The long-term effects of fee-for-service (FFS)-based reimbursement cuts on processes and outcomes of stroke care may be mixed, according to a new study by researchers at National Taiwan University (NTU). This study has been published online on December 9 in Circulation: Cardiovascular Quality and Outcomes, and also reported by Cardiovascular Business.
Conducted by Dr. Yu-Chi Tung, associate professor of health policy and management in the College of Public Health (CPH), NTU and her colleague, Professor Shou-Hsia Cheng, the study explored whether FFS-based reimbursement was helpful or detrimental to the nation’s health care system. It performed an interrupted time-series study using data from 411,487 stroke patients admitted to general acute care hospitals in Taiwan from 1997 to 2010. The long-term effects of FFS-based reimbursement cuts on trends in processes and outcomes of stroke care were examined.

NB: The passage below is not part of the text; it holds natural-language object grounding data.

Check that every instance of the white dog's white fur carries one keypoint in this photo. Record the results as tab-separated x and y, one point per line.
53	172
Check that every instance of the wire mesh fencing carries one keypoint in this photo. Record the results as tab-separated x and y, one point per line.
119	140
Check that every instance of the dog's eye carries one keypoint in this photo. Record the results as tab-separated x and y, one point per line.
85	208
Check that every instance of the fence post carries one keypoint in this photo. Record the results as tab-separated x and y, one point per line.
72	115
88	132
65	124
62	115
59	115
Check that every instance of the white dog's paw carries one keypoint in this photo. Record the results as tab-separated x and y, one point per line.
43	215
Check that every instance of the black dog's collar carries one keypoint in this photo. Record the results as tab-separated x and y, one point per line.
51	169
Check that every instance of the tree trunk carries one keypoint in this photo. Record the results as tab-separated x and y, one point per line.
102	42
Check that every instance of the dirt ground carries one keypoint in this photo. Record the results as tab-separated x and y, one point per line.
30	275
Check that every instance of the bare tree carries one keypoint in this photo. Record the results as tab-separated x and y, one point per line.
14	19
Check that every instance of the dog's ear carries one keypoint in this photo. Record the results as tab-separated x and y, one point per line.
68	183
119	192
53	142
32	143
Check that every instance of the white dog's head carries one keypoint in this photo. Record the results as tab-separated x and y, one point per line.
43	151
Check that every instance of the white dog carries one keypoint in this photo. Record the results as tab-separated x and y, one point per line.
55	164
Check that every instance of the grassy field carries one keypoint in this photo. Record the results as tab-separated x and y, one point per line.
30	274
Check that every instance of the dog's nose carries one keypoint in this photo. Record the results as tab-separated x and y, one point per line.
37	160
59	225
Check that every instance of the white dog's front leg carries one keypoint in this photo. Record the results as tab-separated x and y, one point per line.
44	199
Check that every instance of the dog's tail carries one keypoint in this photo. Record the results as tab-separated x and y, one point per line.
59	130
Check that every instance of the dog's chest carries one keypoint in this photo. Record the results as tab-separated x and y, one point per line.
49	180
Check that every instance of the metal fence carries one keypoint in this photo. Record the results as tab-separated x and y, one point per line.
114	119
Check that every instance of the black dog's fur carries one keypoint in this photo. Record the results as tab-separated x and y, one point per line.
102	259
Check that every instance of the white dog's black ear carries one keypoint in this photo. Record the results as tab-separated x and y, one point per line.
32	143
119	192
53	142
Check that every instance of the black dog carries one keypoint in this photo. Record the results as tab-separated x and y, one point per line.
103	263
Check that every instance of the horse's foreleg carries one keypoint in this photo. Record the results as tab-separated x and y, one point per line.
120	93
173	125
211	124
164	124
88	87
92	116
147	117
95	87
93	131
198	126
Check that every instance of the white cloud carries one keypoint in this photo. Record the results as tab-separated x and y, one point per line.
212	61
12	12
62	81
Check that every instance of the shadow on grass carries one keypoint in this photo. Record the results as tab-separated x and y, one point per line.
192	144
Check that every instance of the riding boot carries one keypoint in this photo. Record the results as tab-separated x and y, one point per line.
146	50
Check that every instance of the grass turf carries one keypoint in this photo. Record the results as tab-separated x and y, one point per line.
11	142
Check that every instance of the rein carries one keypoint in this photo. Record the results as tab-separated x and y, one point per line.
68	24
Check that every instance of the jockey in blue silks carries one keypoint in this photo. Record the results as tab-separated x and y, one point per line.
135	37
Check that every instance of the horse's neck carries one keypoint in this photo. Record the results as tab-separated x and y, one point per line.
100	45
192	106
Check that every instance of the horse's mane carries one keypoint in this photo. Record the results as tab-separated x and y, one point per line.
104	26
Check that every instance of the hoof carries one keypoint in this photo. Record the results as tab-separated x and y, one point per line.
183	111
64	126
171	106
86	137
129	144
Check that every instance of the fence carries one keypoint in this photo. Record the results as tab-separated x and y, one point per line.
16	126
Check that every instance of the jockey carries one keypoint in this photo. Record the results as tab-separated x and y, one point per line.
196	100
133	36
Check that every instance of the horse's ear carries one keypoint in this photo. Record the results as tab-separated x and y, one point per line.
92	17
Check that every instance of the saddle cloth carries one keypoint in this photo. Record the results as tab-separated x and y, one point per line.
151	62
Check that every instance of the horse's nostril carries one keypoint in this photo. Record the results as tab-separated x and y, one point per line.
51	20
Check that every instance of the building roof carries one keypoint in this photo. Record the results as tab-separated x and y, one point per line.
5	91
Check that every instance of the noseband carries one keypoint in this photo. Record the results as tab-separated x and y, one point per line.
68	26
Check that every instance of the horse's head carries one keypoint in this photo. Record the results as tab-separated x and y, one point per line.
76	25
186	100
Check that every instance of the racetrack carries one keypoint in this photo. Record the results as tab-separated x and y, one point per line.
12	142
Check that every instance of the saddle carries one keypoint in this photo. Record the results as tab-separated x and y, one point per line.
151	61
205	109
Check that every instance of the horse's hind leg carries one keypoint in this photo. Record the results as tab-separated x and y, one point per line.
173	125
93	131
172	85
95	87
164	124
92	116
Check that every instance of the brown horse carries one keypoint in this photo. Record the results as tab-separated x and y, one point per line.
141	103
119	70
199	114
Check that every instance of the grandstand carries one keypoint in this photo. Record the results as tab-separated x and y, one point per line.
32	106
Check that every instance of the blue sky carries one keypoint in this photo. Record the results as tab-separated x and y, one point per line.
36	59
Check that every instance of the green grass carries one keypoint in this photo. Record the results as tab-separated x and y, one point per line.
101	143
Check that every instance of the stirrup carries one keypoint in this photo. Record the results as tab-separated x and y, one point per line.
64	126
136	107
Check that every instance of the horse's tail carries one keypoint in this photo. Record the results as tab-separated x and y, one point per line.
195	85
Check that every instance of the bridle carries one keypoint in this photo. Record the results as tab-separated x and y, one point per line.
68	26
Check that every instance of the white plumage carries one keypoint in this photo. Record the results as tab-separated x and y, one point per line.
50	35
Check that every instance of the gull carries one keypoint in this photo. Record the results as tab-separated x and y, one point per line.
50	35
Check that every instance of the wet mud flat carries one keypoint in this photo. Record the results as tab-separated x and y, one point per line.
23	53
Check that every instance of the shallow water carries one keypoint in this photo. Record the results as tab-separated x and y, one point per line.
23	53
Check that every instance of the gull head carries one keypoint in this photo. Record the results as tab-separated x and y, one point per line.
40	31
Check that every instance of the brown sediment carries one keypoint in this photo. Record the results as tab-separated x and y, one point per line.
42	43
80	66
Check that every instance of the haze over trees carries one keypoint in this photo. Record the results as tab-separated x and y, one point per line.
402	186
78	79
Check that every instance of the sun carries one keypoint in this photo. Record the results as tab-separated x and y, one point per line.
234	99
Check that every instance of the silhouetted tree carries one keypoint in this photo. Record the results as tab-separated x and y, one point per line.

After adjustments for secular trends and other confounding variables, the researchers found that the implementation of FFS-based reimbursement cuts was associated with increasing trend changes in computed tomography scanning/magnetic resonance imaging (0.31 percent per quarter; P = 0.013), physical therapy/occupational therapy assessment (0.25 percent per quarter; P < 0.001), and statin use (0.18 percent per quarter; P = 0.027). However, the cuts were also associated with negative effects on antiplatelet/anticoagulant use (−0.20 percent per quarter; P <0.001) and 30-day mortality (0.06 percent per quarter; P < 0.001).
“In other words, the FFS-based reimbursement cuts may ensure the provision of profitable services to patients, but the reimbursement cuts may place pressure on hospitals to reduce unprofitable services or levels of nurse staffing, which are in turn associated with mortality,” the authors write. “It is imperative that we reduce costs and improve value, but at the same time we need to pay more attention to identifying unexpected effects that are associated with slow improvements in outcomes of stroke care.”